The near ubiquity of rhomboid family proteins among bacteria, archaea and eukaryotes, along with the remarkable functional conservation, suggest that a signaling mechanism mediated by rhomboids might have functioned already in the last common ancestor of all extant life forms, with subsequent loss in several lineages. To address this possibility, we performed a detailed phylogenetic analysis of the rhomboid family.

Results and Discussion

Sequence and structural features and phyletic distribution and of the rhomboid family

Although the sequence similarity between eukaryotic and prokaryotic rhomboid family proteins is relatively low (at the level of 15-10% identity in the conserved region), the entire superfamily could be retrieved from the protein sequence databases within three iterations of the PSI-BLAST program with a high statistical significance and without any false positives. The conserved core of the rhomboid family consists of six conserved TMH (Fig. 1). The predicted catalytic serine is located in TMH5, whereas the predicted catalytic histidine is in TMH7; TMH3 contains two additional histidines and an asparagine, which are conserved in the great majority of the rhomboid family proteins (Fig. 1).

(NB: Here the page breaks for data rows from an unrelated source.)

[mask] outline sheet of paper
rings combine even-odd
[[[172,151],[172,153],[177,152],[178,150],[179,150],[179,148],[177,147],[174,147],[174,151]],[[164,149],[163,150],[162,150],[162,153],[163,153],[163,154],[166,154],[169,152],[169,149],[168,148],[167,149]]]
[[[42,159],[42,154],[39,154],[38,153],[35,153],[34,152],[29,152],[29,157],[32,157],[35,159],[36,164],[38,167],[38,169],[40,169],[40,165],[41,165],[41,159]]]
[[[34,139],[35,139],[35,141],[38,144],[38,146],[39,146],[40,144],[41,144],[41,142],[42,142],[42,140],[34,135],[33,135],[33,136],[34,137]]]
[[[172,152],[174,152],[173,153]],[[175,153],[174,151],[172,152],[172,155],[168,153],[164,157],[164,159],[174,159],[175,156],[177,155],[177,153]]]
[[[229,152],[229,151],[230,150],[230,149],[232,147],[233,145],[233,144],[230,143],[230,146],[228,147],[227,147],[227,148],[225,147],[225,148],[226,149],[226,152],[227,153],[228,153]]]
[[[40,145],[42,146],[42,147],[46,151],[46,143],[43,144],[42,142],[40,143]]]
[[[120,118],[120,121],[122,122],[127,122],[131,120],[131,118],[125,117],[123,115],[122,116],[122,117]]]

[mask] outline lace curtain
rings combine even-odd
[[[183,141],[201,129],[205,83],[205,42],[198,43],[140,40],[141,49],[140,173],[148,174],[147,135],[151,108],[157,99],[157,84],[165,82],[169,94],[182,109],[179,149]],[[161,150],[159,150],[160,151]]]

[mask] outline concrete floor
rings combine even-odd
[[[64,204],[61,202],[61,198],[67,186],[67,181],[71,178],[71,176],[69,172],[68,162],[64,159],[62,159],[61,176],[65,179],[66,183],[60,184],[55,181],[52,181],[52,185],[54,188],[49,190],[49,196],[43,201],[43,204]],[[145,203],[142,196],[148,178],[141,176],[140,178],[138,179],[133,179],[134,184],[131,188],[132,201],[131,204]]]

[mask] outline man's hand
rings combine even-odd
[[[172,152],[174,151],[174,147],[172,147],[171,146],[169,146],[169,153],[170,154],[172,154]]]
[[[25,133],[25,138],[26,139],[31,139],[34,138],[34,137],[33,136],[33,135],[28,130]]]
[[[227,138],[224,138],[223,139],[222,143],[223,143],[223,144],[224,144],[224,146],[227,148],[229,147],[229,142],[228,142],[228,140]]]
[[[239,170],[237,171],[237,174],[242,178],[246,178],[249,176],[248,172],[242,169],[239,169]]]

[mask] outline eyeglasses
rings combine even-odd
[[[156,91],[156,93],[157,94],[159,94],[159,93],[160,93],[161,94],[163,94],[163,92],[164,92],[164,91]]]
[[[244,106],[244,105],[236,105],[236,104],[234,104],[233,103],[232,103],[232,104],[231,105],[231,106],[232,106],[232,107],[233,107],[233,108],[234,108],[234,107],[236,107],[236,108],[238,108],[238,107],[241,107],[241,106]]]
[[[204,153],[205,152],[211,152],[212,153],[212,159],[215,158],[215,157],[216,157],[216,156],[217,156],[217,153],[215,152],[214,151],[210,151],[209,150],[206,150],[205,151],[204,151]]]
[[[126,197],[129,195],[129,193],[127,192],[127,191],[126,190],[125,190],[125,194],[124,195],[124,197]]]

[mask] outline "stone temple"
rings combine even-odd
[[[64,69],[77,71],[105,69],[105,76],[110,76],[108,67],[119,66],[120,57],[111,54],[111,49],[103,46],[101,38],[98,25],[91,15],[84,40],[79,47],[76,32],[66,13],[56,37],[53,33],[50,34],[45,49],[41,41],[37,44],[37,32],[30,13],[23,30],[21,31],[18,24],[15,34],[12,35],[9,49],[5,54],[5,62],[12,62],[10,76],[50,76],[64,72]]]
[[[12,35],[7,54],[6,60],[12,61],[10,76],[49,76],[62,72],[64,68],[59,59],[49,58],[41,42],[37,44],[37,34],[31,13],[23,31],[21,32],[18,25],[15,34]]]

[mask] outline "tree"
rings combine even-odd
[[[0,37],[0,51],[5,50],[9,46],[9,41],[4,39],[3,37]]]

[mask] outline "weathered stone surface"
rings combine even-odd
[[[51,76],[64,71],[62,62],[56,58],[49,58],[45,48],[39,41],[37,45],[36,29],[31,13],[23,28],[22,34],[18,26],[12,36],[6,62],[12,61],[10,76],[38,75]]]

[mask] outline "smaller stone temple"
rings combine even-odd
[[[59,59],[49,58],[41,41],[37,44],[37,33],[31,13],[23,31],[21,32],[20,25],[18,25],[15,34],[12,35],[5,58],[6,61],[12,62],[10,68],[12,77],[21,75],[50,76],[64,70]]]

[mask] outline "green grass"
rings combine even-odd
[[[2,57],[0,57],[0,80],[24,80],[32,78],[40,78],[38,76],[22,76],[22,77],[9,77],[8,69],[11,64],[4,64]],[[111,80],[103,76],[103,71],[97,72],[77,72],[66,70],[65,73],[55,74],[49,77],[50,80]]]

The roles of these conserved residues are not known, but, given the remarkable evolutionary conservation, it seems likely that they also contribute to catalysis; indeed, it has been shown that the conserved asparagines is required for the cleavage of Spitz by RHO.

Figure 1
figure 1

Multiple alignment of the conserved core of the rhomboid family proteins. The alignment includes the majority of the detected rhomboid family proteins; some closely related sequences were omitted. Only the six conserved (predicted) transmembrane helices and short surrounding regions are shown. The boundaries of the predicted TMH are indicated by shading and overline and the TMH are numbered 1-6. The number of amino acid residues in the omitted terminal and internal regions are indicated. The consensus shows amino acid residues present in at least 90% of the aligned sequences; h stands for hydrophobic residues (A,C,I,L,V,M,F,Y,W) and s for small residues (G,A,S,D,N,V). The proposed catalytic serine (TMH4) and histidine (TMH6) as well as conserved residues in TMH3 with possible ancillary roles in catalysis are highlighted with color. The proteins are identified with the gene identification (GI) number from the non-redundant database and an abbreviated species name. Bacterial species are color-coded green, eukaryotic species blue and archaeal species orange. Species name abbreviations: Aerpe, Aeropyrum pernix, Agrtu, Agrobacterium tumefaciens, Anoga, Anopheles gambiae, Arath, Arabidopsis thaliana; Arcfu, Archaeoglobus fulgidus, Bacsu, Bacillus subtilis. Brume, Brucella melitensis, Caeel, Caenorhabdtitis elegans, Caucr, Caulobacter crescentus, Chlte, Chlorobium tepidum, Cloac, Clostridium acetobutilicum. Corgl, Corynebacterium glutamicum, Deira, Deinococcus radiodurans, Dicdi, Dictyostelium discoideum. Drome, Drosophila melanogaster, Escco, Escherichia coli, Haein, Haemophilus influenzae, Halsp, Halobacterium sp., Homsa, Homo sapiens, Lacla, Lactococcus lactis, Lisin, Listeria innocua, Metja, Methanoccocus jannaschii, Metka, Methanopyrus kandleri, Metma, Methanosarcina mazei, Meslo, Mesorhisobium loti, Mycle, Mycobacterium leprae, Myctu, Mycobacterium tuberculosis, Neucr, Neurospora crassa, Nossp, Nostoc sp., Prost, Providencia stuartii, Pyrab, Pyrococcus abyssi, Pyrae, Pyrobaculum aerophilum, Ralso, Ralstonia solanaraceum, Sacce, Saccharomyces cerevisiae, Schpo, Schizosaccharomyces pombe, Sinme, Sinorhisobium meliloti, Strco, Streptomyces coelicolor, Strpn, Streptococcus pneumoniae, Sulso, Sulfolobus solfataricus, Sulto, Sulfolobus tokodaii, Synsp, Synechocystis sp., Theac, Thermoplasma acidophilum, Thema, Thermotoga maritima, Thete, Thermus thermophilus, Vibch, Vibrio cholerae, Xanca, Xanthomonas campestris, Xylfa, Xylella fastidiosa.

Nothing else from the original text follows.